Paul Reuss, ancien professeur à l'Institut national des sciences et techniques nucléaires (INSTN) et ancien ingénieur au CEA

Commentaires

Pour rebondir sur les échanges entre Thomas et 4Vconsulting, il est clairement utile de développer les énergies renouvelables en plus du nucléaire. Pour cela je prendrai l’image d’un randonneur. Celui qui veut aller loin ne part pas à l’aventure avec sa bonne volonté et ses jambes de fer. Il s’habille de manière adéquate, avec les bonnes chaussures et un bâton de randonnée. Ces précautions s’avèrent utiles et le randonneur arrive à bon port sans bobo. C’est la même chose pour l’énergie. Partir sur la seule base du nucléaire peut s’avérer délicat à terme et nous serons bien content de profiter de ressources naturelles comme la biomasse ou le vent. Ne tombons dans aucun extrême surtout quand il est question de fournir de l’électricité à 29 millions de logements et de protéger la planète autant que faire se peut.

13000

Une bonne partie des développements de Reuss et des contre-arguments de ses détracteurs peut être formuler comme suit : le grand carénage d’EDF doit-il se faire ? C’est une question à plusieurs dizaines de milliards d’euros et qui mérite donc d’être débattue. La prolongation de la durée de vie de la plupart des réacteurs va coûter environ 48 milliards. Cela permettra de produire de l’électricité pendant 20 ans de plus avec des conditions de sûreté encore plus élevés. Ça c’est le discours tenu par EDF.
De l’autre côté, les anti-nucléaires assurent que les énergies vertes peuvent très bien prendre le relai si les pouvoirs publics mettent la main à la poche.
Malheureusement les études et chiffres qui étayent ce second scénario sont peu nombreux. L’ADEME a publié une étude en ce sens en 2016, laquelle a été largement critiquée par les experts. Seule l’association négaWatt assure désormais que 100 % d’énergies renouvelables en France en 2050 est possible. Ce plan est à mon sens plus proche de l’incantation que de la solution pérenne. Entre les deux options, il y a juste milieu à trouver, mais arrivera-t-on jamais à un consensus dans ce pays ?

59100

Vous dites:

"Partir sur la seule base du nucléaire peut s’avérer délicat à terme"

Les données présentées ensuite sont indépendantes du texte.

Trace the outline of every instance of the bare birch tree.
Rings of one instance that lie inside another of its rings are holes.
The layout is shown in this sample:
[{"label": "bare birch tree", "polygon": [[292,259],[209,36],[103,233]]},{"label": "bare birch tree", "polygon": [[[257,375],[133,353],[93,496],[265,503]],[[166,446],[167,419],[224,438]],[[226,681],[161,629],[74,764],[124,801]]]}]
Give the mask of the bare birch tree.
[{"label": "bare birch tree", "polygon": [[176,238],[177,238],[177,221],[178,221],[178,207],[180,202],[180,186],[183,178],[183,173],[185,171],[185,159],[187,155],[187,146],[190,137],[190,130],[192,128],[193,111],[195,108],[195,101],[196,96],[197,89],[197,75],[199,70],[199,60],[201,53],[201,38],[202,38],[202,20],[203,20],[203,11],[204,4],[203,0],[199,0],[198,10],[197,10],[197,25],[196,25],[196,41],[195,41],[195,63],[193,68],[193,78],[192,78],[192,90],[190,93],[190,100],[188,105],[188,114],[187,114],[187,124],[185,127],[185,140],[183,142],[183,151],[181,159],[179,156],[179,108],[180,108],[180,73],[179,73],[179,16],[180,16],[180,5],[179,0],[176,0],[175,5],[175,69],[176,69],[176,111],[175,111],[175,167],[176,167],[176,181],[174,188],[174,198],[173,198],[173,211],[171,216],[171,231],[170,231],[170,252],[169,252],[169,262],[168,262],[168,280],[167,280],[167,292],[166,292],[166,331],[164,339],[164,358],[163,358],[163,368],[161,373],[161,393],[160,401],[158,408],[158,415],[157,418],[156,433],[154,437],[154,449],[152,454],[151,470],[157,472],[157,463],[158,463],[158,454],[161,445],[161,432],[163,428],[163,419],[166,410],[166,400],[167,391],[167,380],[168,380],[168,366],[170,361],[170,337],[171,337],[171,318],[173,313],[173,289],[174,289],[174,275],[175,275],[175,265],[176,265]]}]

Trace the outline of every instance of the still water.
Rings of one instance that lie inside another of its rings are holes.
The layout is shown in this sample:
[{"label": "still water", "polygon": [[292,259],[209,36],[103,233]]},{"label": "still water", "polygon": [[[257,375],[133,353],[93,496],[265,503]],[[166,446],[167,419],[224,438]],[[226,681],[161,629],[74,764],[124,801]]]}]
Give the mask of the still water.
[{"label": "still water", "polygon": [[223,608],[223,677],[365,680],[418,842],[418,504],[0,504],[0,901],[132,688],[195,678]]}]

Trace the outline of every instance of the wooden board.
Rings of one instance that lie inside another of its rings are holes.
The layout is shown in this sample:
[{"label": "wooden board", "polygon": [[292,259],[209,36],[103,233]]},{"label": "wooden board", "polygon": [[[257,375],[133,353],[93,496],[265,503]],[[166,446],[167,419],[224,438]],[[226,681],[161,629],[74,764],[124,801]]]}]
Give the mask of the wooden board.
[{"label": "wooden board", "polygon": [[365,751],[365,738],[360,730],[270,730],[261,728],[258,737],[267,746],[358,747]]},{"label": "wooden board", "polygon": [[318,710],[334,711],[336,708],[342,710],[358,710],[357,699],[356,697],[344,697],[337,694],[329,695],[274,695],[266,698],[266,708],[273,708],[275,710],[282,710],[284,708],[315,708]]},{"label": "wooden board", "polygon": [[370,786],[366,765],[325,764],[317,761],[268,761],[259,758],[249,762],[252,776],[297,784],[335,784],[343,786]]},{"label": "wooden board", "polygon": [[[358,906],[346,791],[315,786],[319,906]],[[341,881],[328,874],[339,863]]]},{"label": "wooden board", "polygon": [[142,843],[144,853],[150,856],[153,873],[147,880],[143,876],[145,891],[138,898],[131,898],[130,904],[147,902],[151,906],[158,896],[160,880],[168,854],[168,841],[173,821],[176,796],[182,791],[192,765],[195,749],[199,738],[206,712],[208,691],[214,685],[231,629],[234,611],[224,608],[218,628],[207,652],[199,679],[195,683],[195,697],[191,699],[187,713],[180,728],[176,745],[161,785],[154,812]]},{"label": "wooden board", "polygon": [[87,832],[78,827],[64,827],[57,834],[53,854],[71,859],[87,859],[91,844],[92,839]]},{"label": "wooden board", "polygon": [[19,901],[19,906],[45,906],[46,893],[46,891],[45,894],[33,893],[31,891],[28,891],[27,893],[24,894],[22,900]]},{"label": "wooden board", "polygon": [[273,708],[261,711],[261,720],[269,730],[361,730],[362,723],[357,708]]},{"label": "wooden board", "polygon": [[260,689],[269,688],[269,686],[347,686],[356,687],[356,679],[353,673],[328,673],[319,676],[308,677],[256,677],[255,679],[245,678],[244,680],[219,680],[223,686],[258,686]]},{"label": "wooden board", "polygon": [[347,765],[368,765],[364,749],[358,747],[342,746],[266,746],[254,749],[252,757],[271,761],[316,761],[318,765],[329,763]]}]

C'est un sentiment, pas une argumentation.
Et les ENR intermittentes seules ne sont ni un bon baton ni de bonnes chaussures pour randonner. C'est comme si le randonneur ne prévoyait que des vêtements et des chaussures pour les jours de beau temps.

75013

Pour moi, le nucléaire est inadapté car trop dangereux. C'est de la triche car il pollue, est immoral, criminel, subventionné, pas crédible à cause de tous les mensonges qu'on raconte pour nous fourguer l'arnaque coûte que coûte. C'est comme si vous partiez en randonnée pédestre avec un 4x4 diesel qui pue et qui fait du bruit. C'est le contraire même de l'esprit randonnée : liberté, air pur, nature, silence, voir les animaux sauvages en liberté, le respect, l'aventure et l'effort intense et nécessaire pour apprécier notre nature animale, nos limites et partager des moments intenses et inoubliables. Fukushima est inoubliable et on aurait aimé qu'il n'ait jamais eu lieu. Nous devons changer de paradigme, accepter quelques black-out de temps en temps car le profit doit passer après le survie, la liberté et l'aventure de l'humanité sur la planète Terre. Nous n'avons pas de planète B et nous l'avons déjà consommée depuis le 5 mai en France où il nous faudrait l'équivalent de 2,9 planètes Terre.

44230

« fournir de l’électricité à 29 millions de logements » et aussi à des milliers d’entreprises et de services publics. Philippe Marnier omet de dire que le nucléaire reste la solution la moins chère. Les milliards sont toujours sortis avec célérité dans le débat pour ou contre le nucléaire. Le français, lui, regarde sa facture d’électricité et s’il se dit que c’est un peu cher, que dirait-il s’il avait à payer le coût des nouvelles technologies ? Le cas allemand a été évoqué à plusieurs reprises. Chez nos amis d’outre-Rhin, le marché de l’énergie est largement libéralisé et pourtant le consommateur paye au prix fort son énergie. Le pourquoi est très simple à expliquer : l’important n’est pas de savoir qui vend, mais ce qui est vendu. Si l’on vend de l’énergie verte, le coût de revient est toujours plus cher. On n’ose pas augmenter brutalement le paquet de cigarette. Oser une hausse brutale dans le domaine de l’énergie et c’est la paupérisation assurée pour plusieurs millions de français supplémentaires.

17000

Savez vous ce que signifie un black out généralisé sur l'Europe? Probablement des milliers de morts, des pertes économiques irrattrapables....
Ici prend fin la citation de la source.